Childhood Memories

Katyn and the Wailing Wall

Werner M gave us a piece of land some distance away from the house so that we could grow our own vegetables. Aunty Ilse very enthusiastically started making a few beds and put in seeds for radishes, tomatoes and lettuce. The beds looked totally out of proportion. Aunty soon was teased by the family that her beds indeed looked like graves. From then on the garden was called ‘Katyn’

http://www.katyn.org.au/.

Aunty soon got fed up with working in the garden, which turned out to be much too large for the effort she was willing to make. Mum and Mrs. T showed no interest in growing vegetables either. So what to do with the rest of the allotted piece of land?

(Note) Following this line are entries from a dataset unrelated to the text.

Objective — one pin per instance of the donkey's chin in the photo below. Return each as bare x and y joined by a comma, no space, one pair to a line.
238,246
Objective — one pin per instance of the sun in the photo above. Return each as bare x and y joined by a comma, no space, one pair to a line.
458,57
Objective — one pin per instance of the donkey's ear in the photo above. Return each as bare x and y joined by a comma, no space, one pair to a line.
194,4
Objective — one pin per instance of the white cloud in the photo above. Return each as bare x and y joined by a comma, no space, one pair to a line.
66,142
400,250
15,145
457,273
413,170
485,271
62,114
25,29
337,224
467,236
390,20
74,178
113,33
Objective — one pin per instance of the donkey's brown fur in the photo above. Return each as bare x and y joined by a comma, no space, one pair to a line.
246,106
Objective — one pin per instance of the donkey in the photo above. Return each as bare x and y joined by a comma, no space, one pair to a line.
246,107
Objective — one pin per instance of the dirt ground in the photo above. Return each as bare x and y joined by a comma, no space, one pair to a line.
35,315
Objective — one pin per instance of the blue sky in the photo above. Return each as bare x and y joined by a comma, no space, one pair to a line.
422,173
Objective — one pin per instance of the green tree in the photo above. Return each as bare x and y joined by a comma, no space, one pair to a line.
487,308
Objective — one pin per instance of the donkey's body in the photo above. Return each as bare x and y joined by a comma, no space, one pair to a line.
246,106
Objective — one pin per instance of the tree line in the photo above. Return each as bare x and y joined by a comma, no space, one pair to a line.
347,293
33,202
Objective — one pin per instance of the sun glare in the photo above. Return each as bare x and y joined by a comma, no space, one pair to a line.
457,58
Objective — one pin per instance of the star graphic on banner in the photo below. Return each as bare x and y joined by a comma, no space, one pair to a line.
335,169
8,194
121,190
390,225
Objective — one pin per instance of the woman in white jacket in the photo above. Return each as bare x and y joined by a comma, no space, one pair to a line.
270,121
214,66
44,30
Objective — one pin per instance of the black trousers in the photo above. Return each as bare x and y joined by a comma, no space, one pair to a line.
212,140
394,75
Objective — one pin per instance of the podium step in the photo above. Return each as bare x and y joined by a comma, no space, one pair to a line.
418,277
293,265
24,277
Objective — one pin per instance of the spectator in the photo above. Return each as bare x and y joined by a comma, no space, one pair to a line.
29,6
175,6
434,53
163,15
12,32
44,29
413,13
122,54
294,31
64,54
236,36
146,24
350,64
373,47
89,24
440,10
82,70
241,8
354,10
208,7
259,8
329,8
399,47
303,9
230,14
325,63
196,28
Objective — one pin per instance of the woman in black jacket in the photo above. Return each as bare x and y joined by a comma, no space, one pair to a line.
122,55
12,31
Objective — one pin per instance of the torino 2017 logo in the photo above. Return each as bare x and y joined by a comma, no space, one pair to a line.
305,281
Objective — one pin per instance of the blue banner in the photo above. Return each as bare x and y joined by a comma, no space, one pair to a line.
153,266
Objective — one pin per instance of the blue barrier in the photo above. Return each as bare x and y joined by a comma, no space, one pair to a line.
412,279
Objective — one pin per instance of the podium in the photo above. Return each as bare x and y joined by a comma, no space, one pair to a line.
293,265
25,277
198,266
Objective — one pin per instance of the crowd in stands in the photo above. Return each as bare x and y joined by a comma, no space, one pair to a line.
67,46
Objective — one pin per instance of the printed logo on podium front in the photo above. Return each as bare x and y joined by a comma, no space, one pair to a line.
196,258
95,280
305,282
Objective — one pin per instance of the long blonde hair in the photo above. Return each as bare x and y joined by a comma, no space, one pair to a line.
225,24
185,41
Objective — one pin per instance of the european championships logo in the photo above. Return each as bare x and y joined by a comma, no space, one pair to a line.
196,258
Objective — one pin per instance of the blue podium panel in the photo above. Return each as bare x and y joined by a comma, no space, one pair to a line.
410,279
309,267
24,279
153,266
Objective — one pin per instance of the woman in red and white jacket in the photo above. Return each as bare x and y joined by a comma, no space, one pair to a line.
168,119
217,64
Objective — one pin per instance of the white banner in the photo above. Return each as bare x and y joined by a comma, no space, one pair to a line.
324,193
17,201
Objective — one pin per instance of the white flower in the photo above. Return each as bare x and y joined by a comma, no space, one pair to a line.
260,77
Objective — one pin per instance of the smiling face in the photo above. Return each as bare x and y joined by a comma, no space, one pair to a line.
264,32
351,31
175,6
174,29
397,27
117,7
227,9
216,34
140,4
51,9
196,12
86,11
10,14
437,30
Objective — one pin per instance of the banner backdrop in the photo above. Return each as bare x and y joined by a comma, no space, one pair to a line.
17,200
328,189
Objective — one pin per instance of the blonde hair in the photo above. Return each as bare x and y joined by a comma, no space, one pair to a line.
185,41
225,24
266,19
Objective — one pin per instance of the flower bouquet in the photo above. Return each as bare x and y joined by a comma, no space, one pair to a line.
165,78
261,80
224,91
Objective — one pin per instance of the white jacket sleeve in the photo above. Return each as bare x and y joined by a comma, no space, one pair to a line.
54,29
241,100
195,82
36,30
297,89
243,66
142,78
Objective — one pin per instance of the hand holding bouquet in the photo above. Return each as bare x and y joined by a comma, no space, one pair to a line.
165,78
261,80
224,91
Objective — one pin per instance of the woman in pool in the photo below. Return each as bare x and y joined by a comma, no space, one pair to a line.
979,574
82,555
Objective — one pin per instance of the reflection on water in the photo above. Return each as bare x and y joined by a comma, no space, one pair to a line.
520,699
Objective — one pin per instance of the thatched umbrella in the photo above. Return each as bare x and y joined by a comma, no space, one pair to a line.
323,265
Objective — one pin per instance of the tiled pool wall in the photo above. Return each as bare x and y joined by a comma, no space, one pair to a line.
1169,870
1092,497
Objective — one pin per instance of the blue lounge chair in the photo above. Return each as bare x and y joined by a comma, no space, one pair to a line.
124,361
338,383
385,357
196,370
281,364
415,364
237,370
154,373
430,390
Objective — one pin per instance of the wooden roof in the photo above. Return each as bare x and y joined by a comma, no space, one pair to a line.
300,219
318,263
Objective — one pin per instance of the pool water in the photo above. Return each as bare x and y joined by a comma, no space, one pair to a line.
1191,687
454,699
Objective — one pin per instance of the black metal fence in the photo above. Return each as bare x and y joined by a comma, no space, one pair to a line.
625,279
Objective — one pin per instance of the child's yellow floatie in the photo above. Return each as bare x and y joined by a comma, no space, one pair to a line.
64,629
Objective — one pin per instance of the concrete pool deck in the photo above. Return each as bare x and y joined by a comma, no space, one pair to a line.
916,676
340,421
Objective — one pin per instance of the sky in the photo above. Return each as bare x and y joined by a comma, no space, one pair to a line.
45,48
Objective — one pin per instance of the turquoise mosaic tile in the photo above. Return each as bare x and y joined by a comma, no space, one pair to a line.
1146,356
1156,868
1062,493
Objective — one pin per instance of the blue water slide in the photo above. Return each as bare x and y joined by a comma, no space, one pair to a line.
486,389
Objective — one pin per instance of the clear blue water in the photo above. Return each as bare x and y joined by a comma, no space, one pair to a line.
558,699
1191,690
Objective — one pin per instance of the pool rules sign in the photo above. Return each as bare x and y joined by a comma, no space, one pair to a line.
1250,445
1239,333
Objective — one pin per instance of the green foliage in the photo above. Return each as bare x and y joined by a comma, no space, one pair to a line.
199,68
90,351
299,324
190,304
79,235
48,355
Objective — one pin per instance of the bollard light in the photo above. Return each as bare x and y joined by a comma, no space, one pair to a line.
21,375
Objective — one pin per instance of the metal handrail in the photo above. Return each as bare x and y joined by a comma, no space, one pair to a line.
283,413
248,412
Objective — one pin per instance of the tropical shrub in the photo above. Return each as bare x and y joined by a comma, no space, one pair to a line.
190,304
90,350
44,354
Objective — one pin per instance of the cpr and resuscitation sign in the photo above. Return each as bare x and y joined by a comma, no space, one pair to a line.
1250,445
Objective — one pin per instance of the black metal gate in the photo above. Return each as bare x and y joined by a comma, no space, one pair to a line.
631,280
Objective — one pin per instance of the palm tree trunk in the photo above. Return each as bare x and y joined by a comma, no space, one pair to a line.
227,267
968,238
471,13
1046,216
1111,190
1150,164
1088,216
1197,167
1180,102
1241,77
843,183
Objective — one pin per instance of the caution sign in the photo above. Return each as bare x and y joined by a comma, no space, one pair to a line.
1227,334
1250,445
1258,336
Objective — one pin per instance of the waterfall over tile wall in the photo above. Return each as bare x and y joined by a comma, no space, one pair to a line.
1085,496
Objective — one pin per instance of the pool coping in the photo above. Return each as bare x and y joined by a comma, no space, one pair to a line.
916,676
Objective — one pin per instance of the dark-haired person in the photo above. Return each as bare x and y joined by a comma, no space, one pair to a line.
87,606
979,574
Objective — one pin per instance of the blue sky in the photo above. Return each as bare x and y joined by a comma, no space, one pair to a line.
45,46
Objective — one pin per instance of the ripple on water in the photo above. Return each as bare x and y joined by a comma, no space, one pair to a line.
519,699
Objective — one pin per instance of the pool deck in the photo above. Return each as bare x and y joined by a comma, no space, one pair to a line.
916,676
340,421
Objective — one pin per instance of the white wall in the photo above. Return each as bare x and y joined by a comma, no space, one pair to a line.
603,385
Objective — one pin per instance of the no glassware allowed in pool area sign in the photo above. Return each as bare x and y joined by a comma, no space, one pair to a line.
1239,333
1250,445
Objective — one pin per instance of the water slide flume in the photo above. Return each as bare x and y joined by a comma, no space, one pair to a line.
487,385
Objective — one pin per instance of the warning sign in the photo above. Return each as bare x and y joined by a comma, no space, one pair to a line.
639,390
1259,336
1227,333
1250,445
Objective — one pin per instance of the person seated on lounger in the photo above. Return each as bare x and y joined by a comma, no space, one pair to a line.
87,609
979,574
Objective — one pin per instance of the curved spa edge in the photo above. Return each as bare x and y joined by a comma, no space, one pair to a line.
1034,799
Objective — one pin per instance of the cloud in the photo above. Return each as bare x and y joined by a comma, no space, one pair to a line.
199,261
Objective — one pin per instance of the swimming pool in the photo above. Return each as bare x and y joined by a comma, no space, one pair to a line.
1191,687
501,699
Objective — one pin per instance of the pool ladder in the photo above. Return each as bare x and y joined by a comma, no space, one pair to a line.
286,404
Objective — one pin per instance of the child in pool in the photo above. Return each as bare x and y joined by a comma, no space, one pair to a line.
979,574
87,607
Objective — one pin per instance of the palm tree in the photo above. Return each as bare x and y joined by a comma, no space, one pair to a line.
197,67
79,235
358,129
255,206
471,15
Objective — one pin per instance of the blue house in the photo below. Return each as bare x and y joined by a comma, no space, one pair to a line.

Werner M came up with a solution. He offered to get his workers to plant carrots and potatoes for us. That way all the land could easily be used. Soon neat rows and rows of machinably planted crops appeared some distance away from the ‘Katyn-graves’. Further down on the site a huge rectangular basin was built and filled with water. Werner M was of the opinion that we needed this pool of water in case of any accidental air-attacks on our ‘Ausbau’. Should there be any fire, at least there would be some water close by which we could use.

To me this basin looked a bit like a swimming-pool. So I was planning to go into it as soon as the water had warmed up a bit. By June it seemed warm enough for a dip. However by that time the water had already turned quite dirty. I told Mum I did not mind a bit of algae in the water. I wanted to try to go into it anyway. Mum let me have her two-piece swimming costume, which she had sewn together for me. Mum came to the pool with me to watch me. The water came only up to my chest, which was just as well because I could not swim yet. I did not venture again into that pool at any other time. I felt once was enough!

And the ‘Wailing Wall’? Well, Werner M had a wall built for Aunty Ilse and Mum, but not for wailing but as a screen so they could sunbathe in the nude. They laughed when they called it ‘Wailing Wall’ . The local working families in the complex could not understand how anyone would want to sunbathe behind a wall!